Building on my comment to #Hun's answer, here's the fastest way to do this:
def shuffle_along(X):
"""Minimal in place independent-row shuffler."""
[np.random.shuffle(x) for x in X]
This works in-place and can only shuffle rows. If you need more options:
def shuffle_along(X, axis=0, inline=False):
"""More elaborate version of the above."""
if not inline:
X = X.copy()
if axis == 0:
[np.random.shuffle(x) for x in X]
if axis == 1:
[np.random.shuffle(x) for x in X.T]
if not inline:
return X
This, however, has the limitation of only working on 2d-arrays. For higher dimensional tensors, I would use:
def shuffle_along(X, axis=0, inline=True):
"""Shuffle along any axis of a tensor."""
if not inline:
X = X.copy()
np.apply_along_axis(np.random.shuffle, axis, X) # <-- I just changed this
if not inline:
return X
You can do it with numpy without any loop or extra function, and much more faster. E. g., we have an array of size (2, 6) and we want a sub array (2,2) with independent random index for each column.
import numpy as np
test = np.array([[1, 1],
[2, 2],
[0.5, 0.5],
[0.3, 0.3],
[4, 4],
[7, 7]])
id_rnd = np.random.randint(6, size=(2, 2)) # select random numbers, use choice and range if don want replacement.

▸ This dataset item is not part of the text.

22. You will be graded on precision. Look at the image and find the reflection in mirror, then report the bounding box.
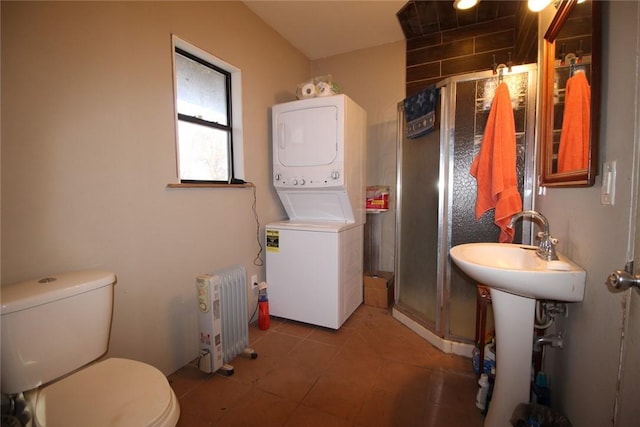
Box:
[540,0,600,187]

new = np.take_along_axis(test, id_rnd, axis=0)
Out:
array([[2. , 2. ],
[0.5, 2. ]])
It works for any number of dimensions.
As of NumPy 1.20.0 released in January 2021 we have a permuted() method on the new Generator type (introduced with the new random API in NumPy 1.17.0, released in July 2019). This does exactly what you need:
import numpy as np
rng = np.random.default_rng()
a = np.array([
[1, 2, 3],
[1, 2, 3],
[1, 2, 3],
])
shuffled = rng.permuted(a, axis=1)
This gives you something like
>>> print(shuffled)
[[2 3 1]
[1 3 2]
[2 1 3]]
As you can see, the rows are permuted independently. This is in sharp contrast with both rng.permutation() and rng.shuffle().
If you want an in-place update you can pass the original array as the out keyword argument. And you can use the axis keyword argument to choose the direction along which to shuffle your array.